A convolutional neural network (CNN) is a type of neural network frequently used to solve computer vision problems such as image recognition and image classification. Like any neural network, it solves the problem by finding the best possible approximation to a function. This is achieved using weights and bias that are updated via a backpropagation algorithm.
In a typical neural network each layer consists of a set of neurons connected to all neurons in the previous layer. CNNs utilize 3-dimensional layers where only some of the neurons are connected to the previous layer. CNNs are formed by stacking different layers that transform the input; convolutional layer, pooling layer, rectified linear unit (ReLU) layer, and fully connected layer.
The convolution layer forms the foundation of a CNN. It contains a set of filters (kernels).

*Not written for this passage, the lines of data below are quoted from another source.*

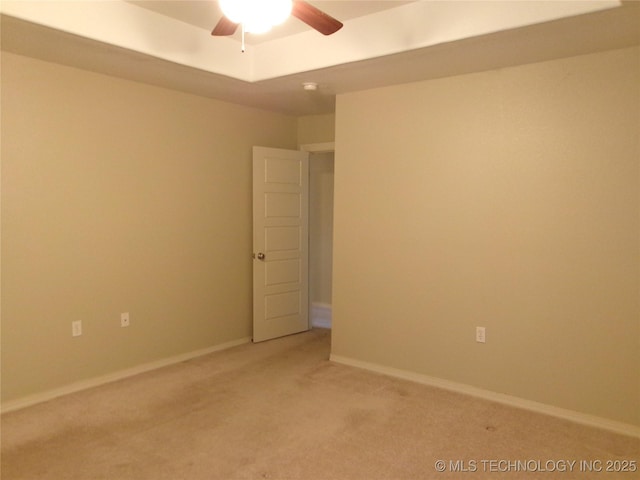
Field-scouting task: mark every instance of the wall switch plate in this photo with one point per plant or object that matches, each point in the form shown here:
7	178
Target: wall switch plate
480	335
76	328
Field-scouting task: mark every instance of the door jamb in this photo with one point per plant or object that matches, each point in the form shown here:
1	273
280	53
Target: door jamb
315	148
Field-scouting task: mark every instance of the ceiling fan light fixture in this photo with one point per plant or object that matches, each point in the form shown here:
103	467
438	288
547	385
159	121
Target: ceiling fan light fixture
257	16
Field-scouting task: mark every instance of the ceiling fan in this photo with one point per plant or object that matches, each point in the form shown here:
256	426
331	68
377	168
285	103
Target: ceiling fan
233	16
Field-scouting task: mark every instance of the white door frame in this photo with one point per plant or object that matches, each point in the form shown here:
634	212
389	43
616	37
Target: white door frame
311	148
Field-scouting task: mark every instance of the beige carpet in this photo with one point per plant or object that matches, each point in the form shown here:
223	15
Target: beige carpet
281	410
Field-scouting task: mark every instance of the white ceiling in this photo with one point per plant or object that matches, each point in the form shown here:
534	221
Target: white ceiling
168	43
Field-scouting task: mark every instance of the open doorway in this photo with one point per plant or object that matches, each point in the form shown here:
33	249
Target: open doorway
321	179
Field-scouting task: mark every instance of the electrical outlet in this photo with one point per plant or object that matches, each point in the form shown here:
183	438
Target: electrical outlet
76	328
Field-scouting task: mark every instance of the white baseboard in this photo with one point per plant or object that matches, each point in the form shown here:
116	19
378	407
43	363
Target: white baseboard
112	377
320	315
573	416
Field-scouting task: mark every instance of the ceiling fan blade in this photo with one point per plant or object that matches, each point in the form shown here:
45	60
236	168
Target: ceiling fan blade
315	18
224	27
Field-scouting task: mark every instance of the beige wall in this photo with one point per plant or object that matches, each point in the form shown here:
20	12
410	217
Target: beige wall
316	129
120	197
507	199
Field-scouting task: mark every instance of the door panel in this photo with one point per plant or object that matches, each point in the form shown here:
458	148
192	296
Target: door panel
280	242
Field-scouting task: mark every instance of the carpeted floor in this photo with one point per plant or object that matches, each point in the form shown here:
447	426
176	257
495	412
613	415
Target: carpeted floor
281	410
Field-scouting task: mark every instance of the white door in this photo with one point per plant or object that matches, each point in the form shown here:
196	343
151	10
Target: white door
280	242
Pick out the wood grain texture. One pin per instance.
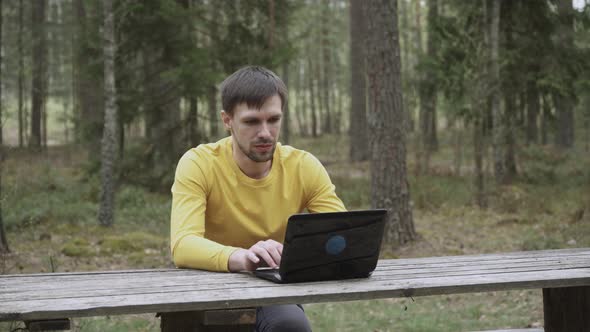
(59, 295)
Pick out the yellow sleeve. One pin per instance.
(190, 249)
(321, 193)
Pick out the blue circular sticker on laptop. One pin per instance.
(335, 245)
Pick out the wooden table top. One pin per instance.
(67, 295)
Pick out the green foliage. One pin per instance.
(540, 242)
(540, 164)
(130, 242)
(77, 247)
(431, 192)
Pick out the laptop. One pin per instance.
(329, 246)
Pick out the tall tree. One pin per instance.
(3, 242)
(326, 61)
(109, 134)
(358, 95)
(89, 76)
(494, 77)
(389, 183)
(21, 74)
(39, 71)
(565, 98)
(428, 88)
(508, 127)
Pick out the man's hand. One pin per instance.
(263, 253)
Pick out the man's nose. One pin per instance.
(264, 130)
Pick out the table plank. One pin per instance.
(46, 296)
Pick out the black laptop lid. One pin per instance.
(334, 245)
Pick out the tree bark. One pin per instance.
(427, 90)
(213, 116)
(389, 183)
(564, 101)
(326, 62)
(194, 136)
(39, 71)
(508, 127)
(358, 113)
(109, 134)
(532, 132)
(21, 75)
(478, 149)
(312, 99)
(90, 86)
(301, 100)
(3, 241)
(494, 84)
(286, 122)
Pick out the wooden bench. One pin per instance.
(182, 295)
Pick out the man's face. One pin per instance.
(256, 131)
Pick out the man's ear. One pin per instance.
(226, 118)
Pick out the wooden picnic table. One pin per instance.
(564, 276)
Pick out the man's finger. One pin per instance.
(263, 253)
(253, 258)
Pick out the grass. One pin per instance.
(50, 208)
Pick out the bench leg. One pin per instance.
(567, 309)
(233, 320)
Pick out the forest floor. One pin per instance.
(49, 207)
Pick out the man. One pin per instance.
(231, 199)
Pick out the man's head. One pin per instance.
(253, 99)
(252, 85)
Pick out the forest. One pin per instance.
(469, 119)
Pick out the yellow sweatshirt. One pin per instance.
(217, 209)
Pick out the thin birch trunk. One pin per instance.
(109, 137)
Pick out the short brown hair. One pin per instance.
(252, 85)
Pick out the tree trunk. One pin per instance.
(510, 108)
(109, 134)
(21, 75)
(407, 64)
(90, 86)
(386, 120)
(428, 91)
(532, 108)
(358, 113)
(509, 140)
(457, 146)
(193, 122)
(498, 121)
(213, 115)
(564, 101)
(326, 62)
(3, 242)
(478, 150)
(39, 71)
(312, 99)
(286, 112)
(301, 100)
(431, 91)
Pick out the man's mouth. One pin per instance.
(263, 147)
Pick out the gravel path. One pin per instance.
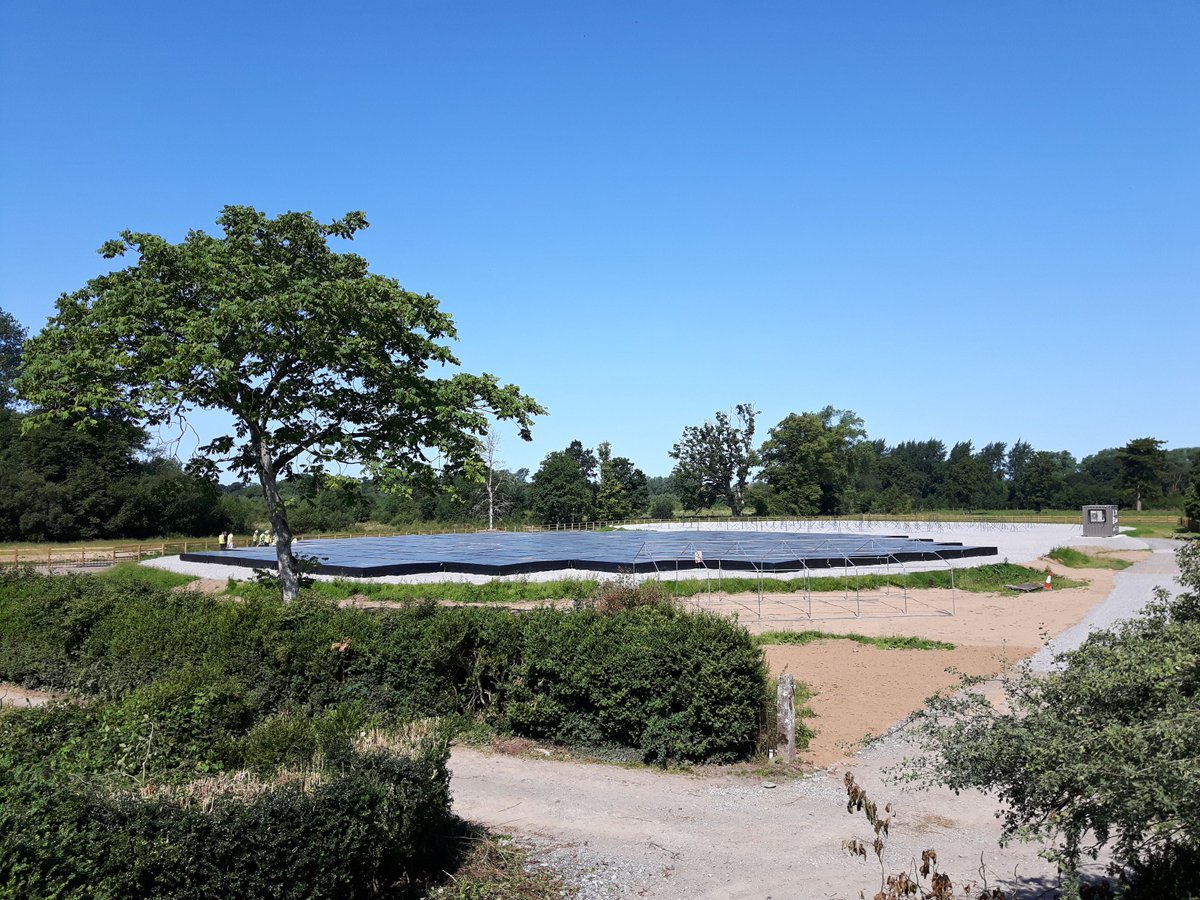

Unlike other image processing algorithms, CNNs require minimal pre-processing and can learn the filters that would otherwise need to be created by hand.
In CNN architecture, a pooling layer is often inserted between successive convolution layers. The pooling or subsampling layer reduces the number of parameters and computational requirements, while controlling overfitting.
A ReLU layer typically accompanies a convolution layer with the purpose of injecting non-linearity into the neural net. It does this by replacing all negative pixels values with zero.
The Fully Connected Layer is a Multi Layer Perceptron where every neuron in the previous layer is connected with every neuron on the next one. It serves to classify the image input based on training data.